Заслышав вздохи мирных стад

Иль шелест тростника;

Внимая песне петуха,

Ловя далекий крик,

Мы забываем о тоске,

Но помним счастья миг.

Мильтон Дж. Комос

Рано утром явилась Аннет и избавила госпожу от тревоги, взволнованно сообщив:

– Вчера допоздна в замке происходили чудесные события. Да, чудесные события! Вас не испугало мое отсутствие?

– Я тревожилась и за тебя, и за себя. Почему ты не пришла?

– Вот и я тоже так ему и сказала, но он не послушал. Я, право, не виновата, мадемуазель. Просто не смогла выбраться. Мошенник Людовико опять меня запер.

– Запер! – недовольно повторила Эмили. – Но почему ты позволяешь ему так с тобой поступать?

– Пресвятая дева! – всплеснула руками Аннет. – А что я могу сделать? Если он запер дверь и забрал ключ, то остается только выпрыгнуть в окно. Пожалуй, я бы попыталась, если бы окна не были такими высокими. До них еле доберешься, а выпрыгивая, наверняка сломаешь шею. Но, сказать по правде, ночью в замке творилось что-то невероятное. Должно быть, вы слышали шум.

– Что, опять возникла ссора? – спросила Эмили.

– До драки не дошло, но крику было много, потому что не осталось ни одного трезвого синьора и, главное, ни одной трезвой дамы. Как только я увидела все эти великолепные шелка и дорогие вуали – да, мадемуазель, вуали, вышитые серебром, – то сразу поняла, что это не к добру.

– Боже милостивый! – воскликнула Эмили. – Что же со мной будет?
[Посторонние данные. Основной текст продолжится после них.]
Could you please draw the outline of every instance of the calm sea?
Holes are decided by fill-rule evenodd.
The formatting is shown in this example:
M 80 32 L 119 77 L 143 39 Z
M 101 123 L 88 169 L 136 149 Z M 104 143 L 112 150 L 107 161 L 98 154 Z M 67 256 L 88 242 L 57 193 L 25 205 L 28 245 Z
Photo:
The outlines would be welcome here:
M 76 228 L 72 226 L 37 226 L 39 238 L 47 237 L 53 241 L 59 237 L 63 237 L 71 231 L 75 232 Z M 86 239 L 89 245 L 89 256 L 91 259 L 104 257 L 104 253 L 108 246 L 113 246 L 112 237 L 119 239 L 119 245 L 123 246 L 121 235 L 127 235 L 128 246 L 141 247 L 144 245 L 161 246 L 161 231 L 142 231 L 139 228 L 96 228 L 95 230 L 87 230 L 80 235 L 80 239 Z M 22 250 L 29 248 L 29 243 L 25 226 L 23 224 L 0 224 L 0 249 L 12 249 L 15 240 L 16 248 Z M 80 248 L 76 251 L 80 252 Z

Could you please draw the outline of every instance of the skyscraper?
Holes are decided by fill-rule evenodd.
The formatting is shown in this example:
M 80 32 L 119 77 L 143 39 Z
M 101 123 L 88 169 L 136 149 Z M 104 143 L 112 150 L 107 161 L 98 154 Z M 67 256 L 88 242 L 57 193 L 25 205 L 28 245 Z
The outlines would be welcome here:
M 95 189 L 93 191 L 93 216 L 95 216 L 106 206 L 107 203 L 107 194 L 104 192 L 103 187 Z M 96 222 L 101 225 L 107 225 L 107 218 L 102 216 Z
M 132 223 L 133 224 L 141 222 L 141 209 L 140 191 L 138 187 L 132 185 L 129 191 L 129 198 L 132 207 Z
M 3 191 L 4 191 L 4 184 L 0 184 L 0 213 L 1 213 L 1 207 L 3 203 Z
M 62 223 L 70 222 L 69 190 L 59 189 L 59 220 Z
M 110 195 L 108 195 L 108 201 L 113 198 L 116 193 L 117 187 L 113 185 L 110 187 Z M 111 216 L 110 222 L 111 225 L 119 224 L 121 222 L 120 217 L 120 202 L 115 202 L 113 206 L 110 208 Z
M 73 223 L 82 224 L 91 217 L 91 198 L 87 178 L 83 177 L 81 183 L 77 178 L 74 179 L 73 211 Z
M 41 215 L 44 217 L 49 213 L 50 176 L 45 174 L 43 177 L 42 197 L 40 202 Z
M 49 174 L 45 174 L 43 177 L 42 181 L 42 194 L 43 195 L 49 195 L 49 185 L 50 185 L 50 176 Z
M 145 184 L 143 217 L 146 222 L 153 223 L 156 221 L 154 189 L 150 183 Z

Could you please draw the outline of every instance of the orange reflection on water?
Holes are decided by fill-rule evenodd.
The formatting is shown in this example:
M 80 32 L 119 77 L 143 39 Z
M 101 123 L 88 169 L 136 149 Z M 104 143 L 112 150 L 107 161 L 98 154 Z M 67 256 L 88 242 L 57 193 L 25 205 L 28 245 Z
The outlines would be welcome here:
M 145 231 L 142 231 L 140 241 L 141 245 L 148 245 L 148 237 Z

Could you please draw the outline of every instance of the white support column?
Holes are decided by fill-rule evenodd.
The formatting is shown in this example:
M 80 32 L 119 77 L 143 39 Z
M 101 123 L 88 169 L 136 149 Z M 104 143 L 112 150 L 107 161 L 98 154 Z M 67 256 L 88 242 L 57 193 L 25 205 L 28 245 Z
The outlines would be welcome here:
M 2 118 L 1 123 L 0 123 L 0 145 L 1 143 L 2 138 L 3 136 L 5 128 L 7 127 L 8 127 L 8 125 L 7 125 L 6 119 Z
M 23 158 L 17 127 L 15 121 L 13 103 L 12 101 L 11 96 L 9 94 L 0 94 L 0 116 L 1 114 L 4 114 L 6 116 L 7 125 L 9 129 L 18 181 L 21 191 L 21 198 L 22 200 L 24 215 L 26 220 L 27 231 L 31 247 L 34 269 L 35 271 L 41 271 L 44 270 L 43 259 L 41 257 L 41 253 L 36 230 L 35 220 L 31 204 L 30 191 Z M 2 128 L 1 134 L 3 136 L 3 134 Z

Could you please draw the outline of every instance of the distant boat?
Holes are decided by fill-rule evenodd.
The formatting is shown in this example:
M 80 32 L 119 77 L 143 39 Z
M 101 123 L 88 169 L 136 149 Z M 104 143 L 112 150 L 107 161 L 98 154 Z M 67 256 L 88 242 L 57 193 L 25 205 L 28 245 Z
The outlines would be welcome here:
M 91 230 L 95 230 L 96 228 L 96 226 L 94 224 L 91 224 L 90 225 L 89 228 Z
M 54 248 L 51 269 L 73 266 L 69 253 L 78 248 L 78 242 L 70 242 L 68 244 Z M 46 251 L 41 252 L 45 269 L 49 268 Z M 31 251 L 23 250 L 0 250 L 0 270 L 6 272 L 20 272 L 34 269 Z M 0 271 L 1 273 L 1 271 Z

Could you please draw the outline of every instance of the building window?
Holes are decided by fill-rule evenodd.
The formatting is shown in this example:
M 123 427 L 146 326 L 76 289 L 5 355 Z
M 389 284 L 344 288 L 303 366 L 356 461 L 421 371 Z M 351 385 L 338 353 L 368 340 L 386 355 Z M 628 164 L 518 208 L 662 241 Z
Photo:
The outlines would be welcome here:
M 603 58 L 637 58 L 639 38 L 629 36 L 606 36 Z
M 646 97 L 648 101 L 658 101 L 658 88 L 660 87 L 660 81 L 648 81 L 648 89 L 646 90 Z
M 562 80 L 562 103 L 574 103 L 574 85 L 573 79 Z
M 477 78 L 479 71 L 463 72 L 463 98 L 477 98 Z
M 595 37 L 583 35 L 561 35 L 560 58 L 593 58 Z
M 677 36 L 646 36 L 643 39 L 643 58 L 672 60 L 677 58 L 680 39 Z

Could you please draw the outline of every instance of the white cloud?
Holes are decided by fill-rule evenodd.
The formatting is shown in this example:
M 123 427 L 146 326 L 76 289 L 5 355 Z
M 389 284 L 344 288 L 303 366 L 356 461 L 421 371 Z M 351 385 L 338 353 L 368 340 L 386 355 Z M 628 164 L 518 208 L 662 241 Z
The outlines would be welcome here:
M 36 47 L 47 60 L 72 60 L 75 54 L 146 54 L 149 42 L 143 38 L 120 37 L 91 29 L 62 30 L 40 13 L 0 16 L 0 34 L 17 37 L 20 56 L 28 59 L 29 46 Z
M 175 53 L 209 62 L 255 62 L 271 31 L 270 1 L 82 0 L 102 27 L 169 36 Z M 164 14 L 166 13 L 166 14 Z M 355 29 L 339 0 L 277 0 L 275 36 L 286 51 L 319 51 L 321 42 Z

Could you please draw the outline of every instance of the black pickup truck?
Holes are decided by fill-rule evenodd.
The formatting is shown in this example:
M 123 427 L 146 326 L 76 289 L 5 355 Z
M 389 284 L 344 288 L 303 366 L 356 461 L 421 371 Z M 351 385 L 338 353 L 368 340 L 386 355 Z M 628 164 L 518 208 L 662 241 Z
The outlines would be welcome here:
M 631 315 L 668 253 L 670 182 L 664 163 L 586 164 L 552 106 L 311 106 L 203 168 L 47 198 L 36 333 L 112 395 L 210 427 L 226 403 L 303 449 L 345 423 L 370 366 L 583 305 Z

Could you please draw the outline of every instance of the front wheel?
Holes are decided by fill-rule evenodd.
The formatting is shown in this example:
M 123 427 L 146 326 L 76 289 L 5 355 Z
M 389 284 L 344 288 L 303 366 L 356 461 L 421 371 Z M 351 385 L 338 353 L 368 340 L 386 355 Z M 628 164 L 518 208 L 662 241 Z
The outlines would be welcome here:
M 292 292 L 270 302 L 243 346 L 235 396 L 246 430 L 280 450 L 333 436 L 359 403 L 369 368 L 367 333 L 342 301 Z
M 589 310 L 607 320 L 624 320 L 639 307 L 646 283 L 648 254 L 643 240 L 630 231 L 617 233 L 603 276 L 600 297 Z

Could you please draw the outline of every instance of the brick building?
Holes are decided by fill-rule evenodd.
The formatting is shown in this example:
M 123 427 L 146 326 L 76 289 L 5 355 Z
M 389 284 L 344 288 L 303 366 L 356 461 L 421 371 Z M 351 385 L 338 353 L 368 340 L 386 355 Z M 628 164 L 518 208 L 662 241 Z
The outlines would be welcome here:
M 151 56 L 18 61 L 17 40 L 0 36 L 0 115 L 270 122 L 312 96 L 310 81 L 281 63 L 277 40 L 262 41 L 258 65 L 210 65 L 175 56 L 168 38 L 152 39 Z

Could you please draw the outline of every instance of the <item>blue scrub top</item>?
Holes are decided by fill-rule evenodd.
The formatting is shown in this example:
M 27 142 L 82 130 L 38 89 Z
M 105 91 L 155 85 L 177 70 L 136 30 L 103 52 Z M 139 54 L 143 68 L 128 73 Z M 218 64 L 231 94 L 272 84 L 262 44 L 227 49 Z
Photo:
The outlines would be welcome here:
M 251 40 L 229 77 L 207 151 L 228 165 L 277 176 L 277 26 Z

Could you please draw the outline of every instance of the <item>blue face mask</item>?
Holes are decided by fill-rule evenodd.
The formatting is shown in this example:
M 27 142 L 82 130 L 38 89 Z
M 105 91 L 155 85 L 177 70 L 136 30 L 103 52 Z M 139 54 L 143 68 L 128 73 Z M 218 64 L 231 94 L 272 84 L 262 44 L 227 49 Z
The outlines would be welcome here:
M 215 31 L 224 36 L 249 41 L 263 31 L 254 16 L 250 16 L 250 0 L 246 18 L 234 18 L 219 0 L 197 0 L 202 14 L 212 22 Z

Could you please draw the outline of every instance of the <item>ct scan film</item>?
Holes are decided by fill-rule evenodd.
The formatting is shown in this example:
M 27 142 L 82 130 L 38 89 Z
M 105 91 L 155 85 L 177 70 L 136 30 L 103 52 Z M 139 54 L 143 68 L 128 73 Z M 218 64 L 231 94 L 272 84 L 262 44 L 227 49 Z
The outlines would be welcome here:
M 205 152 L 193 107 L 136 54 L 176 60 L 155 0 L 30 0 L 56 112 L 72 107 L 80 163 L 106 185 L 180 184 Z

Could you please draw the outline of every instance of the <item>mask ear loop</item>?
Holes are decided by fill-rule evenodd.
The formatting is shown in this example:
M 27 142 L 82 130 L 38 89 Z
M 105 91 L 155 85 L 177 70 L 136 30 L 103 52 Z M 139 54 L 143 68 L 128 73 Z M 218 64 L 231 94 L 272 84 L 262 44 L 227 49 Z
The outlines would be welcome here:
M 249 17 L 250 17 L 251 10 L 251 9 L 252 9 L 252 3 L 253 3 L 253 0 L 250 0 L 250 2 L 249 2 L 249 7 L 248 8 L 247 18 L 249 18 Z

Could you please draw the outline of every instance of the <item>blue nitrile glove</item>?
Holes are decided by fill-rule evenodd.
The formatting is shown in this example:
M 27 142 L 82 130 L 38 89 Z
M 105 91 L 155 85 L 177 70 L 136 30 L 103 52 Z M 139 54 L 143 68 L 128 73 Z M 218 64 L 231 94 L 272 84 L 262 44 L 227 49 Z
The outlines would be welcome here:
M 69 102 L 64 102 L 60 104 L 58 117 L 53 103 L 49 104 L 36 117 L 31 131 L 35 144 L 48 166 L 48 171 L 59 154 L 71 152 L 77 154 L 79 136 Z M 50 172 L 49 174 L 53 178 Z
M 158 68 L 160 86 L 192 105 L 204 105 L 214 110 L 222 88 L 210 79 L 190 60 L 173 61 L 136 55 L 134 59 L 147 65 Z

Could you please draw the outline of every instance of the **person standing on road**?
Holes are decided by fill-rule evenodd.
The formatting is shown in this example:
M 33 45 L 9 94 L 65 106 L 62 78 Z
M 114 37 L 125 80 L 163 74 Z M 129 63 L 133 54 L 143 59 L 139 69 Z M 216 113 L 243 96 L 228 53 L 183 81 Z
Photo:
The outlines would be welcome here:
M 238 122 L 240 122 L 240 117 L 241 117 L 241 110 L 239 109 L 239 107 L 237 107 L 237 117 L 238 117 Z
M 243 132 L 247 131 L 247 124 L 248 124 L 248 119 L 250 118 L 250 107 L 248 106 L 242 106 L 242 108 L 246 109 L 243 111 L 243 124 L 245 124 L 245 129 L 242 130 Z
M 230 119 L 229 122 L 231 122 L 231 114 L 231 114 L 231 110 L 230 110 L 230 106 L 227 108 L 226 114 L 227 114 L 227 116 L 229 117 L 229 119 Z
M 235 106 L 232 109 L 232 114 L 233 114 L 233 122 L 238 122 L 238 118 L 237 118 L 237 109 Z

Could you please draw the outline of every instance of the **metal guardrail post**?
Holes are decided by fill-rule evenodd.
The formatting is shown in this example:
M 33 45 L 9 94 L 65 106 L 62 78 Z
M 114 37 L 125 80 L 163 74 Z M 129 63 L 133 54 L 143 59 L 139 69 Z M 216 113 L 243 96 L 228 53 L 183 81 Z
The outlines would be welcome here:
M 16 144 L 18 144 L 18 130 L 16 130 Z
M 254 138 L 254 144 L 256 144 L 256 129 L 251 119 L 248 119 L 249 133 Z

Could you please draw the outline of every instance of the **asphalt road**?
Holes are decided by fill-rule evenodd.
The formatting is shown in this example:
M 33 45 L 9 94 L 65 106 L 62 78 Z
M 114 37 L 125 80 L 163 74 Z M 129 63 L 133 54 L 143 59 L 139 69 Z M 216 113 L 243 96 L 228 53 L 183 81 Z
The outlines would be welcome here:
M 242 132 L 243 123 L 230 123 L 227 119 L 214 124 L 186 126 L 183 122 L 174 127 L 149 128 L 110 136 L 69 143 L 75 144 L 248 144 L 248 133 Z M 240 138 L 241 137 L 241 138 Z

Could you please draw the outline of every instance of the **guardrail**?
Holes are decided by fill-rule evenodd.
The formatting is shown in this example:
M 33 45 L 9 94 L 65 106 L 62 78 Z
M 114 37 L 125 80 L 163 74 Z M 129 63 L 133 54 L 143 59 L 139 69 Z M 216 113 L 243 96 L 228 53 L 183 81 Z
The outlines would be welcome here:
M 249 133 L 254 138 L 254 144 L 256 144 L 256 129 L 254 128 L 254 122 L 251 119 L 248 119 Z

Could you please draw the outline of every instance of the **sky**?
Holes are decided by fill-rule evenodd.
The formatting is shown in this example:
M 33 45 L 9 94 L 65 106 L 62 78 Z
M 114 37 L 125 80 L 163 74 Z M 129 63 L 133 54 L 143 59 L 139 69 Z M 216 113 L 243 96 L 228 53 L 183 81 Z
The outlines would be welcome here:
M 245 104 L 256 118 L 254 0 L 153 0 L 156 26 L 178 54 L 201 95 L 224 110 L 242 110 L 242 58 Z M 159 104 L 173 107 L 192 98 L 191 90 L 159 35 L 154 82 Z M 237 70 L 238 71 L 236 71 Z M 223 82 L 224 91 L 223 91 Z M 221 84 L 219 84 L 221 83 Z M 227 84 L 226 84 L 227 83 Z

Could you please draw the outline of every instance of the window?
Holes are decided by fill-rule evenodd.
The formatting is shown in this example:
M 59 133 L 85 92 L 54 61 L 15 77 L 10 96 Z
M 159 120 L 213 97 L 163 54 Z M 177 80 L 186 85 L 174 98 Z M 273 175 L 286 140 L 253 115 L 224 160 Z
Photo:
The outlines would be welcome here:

– Да, мадам, Людовико сказал обо мне то же самое: «Боже милостивый, Аннет, что с тобой случится, если ты будешь бегать по замку среди этих пьяных синьоров?» – «О, – ответила я, – мне нужно добраться только до комнаты молодой госпожи: пройти по сводчатой галерее, потом по большому залу, подняться по мраморной лестнице, пробежать по западному крылу и еще немного по коридору». – «Всего-то? – спросил Людовико. – А что случится, если по пути ты встретишь одного из этих благородных кавалеров?» – «Ну, – ответила я, – если ты считаешь, что это опасно, то проводи. Я никогда не боюсь, если ты рядом». – «Что? – возмутился он. – Едва поправившись после одной раны, сразу получить новую? Если кто-то из синьоров тебя увидит, сразу выхватит оружие. Нет уж, найду путь более короткий. Ты останешься здесь, Аннет, и не выйдешь из этой комнаты». А я ответила…

– Да-да, понятно, – перебила ее Эмили, спеша задать другой вопрос. – Значит, Людовико тебя запер?

– Да, мадемуазель, запер, несмотря на все мои просьбы. Так что Катерина, я и он провели в комнате всю ночь. А вскоре стало ясно, что Людовико оказался прав, потому что по коридору с диким ревом промчался синьор Верецци. Он перепутал комнату Людовико с комнатой Карло и попытался взломать дверь. Требовал еще вина, потому что выпил все, что было на столе, и страдал от жажды. Мы притаились, чтобы Верецци подумал, что никого нет, но он продолжал стучать и кричать: «Выходи, доблестный герой! Врагов нет, так что можешь не прятаться! Выходи, благородный дворецкий!» Тогда старый Карло открыл свою дверь и появился на пороге с бутылкой в руках. Как только синьор его увидел, сразу притих и послушно пошел следом, как собака идет за мясником, который держит кусок мяса. Все это я видела в замочную скважину. «Ну и как, Аннет, – весело спросил Людовико, – все еще хочешь туда?» – «Нет, – ответила я, – ни за что».

– Лучше расскажи о другом, – снова перебила ее Эмили, утомленная подробностями. – Не известно ли тебе о пленниках в замке? Может быть, кто-то из них обитает в этом крыле?

– Я не видела, как вернулся из похода первый отряд, так что не знаю, захватил ли он пленников. А второй отряд должен вернуться сегодня вечером или завтра. Тогда, может быть, что-то узнаю.

Эмили спросила, не упоминают ли о пленниках слуги.

– Ах, мадемуазель! – лукаво воскликнула Аннет. – Должно быть, вы думаете о месье Валанкуре и о том, что он мог оказаться в составе французского войска. Говорят, что Франция воюет с этим государством. Что, если он был взят в плен нашими людьми? Ах, господи! Как бы я обрадовалась, если бы такое случилось!